Both houses of Alabama’s legislature have approved a bill that replaces “marriage licenses” with “marriage certificates.”
The purpose? To satisfy homophobic county probate judges who are morally opposed to issuing marriage licenses to same-sex couples.
Right now, when a couple wants to get married, a county probate judge must issue them a marriage license. Under the new law, the judge will only have to record the marriage certificate.
See the difference?
The legislation came in response to the legalization of same-sex marriage by the U.S. Supreme Court in 2015. In Alabama, some probate judges stopped issuing marriage licenses four years ago because they did not want to sign same-sex marriage licenses.
Under the bill that passed today [Thursday], couples wanting to get married would submit to the probate judge a form that includes an affidavit saying they meet the legal requirements of marriage and the probate judge would record that as the official marriage document.
Sen.
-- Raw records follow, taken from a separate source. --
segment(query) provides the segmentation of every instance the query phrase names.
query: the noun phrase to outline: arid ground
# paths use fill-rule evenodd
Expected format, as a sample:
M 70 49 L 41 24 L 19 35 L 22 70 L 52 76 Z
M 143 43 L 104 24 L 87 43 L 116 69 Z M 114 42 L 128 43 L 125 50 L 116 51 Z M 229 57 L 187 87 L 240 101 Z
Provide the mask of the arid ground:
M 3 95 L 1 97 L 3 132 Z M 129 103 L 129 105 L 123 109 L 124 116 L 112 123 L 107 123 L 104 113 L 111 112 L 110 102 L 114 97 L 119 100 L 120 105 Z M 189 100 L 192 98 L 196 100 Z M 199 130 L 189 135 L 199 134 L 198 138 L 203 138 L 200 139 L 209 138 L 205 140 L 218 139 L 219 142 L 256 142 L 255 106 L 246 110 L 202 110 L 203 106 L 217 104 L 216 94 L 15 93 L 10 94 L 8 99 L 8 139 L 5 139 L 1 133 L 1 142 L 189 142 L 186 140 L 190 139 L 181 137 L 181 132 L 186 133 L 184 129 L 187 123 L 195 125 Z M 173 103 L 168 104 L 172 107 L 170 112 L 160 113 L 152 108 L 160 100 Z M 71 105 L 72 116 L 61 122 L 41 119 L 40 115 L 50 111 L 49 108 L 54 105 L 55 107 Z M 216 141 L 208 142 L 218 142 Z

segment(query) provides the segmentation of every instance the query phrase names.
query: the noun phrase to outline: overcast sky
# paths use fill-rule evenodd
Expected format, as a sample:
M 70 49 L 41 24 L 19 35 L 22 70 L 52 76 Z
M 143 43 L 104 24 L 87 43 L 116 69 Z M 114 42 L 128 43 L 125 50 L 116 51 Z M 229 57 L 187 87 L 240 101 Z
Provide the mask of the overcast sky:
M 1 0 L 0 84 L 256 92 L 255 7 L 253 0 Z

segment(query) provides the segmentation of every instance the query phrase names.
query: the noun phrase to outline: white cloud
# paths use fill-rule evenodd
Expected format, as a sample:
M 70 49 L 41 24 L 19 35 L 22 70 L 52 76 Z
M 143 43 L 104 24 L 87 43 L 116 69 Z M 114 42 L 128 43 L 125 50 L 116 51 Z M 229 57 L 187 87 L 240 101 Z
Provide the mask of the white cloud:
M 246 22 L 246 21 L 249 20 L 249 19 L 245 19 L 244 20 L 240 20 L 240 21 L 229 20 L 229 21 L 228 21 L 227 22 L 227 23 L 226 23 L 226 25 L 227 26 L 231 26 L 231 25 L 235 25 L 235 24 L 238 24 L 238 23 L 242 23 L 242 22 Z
Greg Allbritton, who authored the bill, says by changing the words of what they call things, it provides a solution that accommodates everyone.
“It allows everybody in the state now to go to their local courthouse, or wherever, to accomplish this without traveling somewhere else, which is the intent of the law.”
But Rep. Neil Rafferty, who is openly gay and was elected to the Alabama State House of Representatives last year, isn’t buying it. He opposed the bill, saying it was “born out of prejudice.”
“I think it’s far less about good governance and more about protecting folks that don’t want to do their jobs,” Rafferty told local media last week.
We’re with Rafferty on this one. If the county probate judges would simply obey the United States Constitution, none of this would be an issue.
The bill is on its way to Gov. Kay Ivey’s desk for her signature.